Unfortunately these docs contain highly sensitive information and so publishing them outright is kinda out of the question - but for example the summary that is contained in a Phabricator issue before any incident reviews would be a (carefully redacted) copy and paste of the meat of the gdoc for tracking incidents, which will hopefully lead to more information being available than previously.

[...] but I think after an incident we should have to make a very good argument for keeping an incident task private.

To be clear, I don't in any way doubt the sincerity of your statement here, but I suppose I am just somewhat concerned about the possibility that this ideal might end up slipping somewhat in the (either near or further) future, and that many incident tasks might remain private when they don't have to be (not necessarily through it being anyone's active intention to keep them private, but e.g. potentially just because nobody has actually gone through them to review/make them public).

This is a fair concern. Historically incident follow-up has not been our strong suit outside of the incident review rituals. That said, all of these changes are a result of trying to formalise our incident response and to improve how we follow up on incidents so adding these steps to the post-incident checklist for the incident coordinator will hopefully avoiding this kind of thing slipping - visibility and content updates are now part of our post-incident checklist for incident coordinators. A visible facet of our changes is more consistently tracking our action items from incidents.

For the most part, the wikitech reports were written between 1 and 3 weeks after the incident happened as the output of a longer postmortem discussion. That of course has value of its own, but it wasn't really useful for tracking live incidents.

To be clear, at least personally, I think there is a lot of value in being public/transparent with these sorts of postmortem reports.

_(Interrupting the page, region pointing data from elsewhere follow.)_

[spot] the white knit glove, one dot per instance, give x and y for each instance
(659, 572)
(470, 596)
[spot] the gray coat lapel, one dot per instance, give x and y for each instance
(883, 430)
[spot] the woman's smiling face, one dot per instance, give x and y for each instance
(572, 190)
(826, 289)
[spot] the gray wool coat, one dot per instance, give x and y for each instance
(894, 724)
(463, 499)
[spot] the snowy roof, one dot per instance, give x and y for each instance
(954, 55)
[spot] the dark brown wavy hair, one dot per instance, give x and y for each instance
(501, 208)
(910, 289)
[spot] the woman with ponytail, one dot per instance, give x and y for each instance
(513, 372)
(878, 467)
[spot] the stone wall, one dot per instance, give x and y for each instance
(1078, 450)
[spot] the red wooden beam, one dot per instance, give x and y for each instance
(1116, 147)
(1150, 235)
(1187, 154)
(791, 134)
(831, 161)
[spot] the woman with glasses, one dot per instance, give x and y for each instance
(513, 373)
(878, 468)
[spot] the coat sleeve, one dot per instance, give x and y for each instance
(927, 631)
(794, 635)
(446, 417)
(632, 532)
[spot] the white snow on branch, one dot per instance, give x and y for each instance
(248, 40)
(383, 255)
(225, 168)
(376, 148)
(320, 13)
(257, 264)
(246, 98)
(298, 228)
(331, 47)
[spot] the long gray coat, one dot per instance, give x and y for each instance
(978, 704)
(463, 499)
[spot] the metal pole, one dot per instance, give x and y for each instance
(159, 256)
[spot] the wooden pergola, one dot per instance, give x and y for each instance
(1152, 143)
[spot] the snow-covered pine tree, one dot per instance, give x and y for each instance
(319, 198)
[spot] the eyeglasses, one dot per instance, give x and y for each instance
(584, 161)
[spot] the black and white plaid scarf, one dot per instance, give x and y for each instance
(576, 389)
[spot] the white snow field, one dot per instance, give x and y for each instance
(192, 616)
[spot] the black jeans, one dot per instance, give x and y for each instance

While the task description of (now-public) T425693: "upload at ulsfo depooled due to tcp timeout" does contain some information on what caused that incident & how it was dealt with, it seems like it's more in the form of (somewhat low-level) bullet-points (as is understandable, given that I imagine it might've been typed up during/soon after the incident itself), rather than the sort of (IMO insightful) post-incident analysis that has previously been published as part of incident reports (e.g. what went well, what went poorly, where did we get lucky; etc.).

I totally agree - the Phab tasks for an incident should contain the content of the postmortem/review ritual if it happens. As mentioned though not all incidents get a postmortem. If it's decided that there aren't enough worthwhile takeaways or nuances to an incident the discussion just never happens - In the case of T425693, the responding engineers agreed that there wasn't enough to talk about in a ritual so there isn't more to add.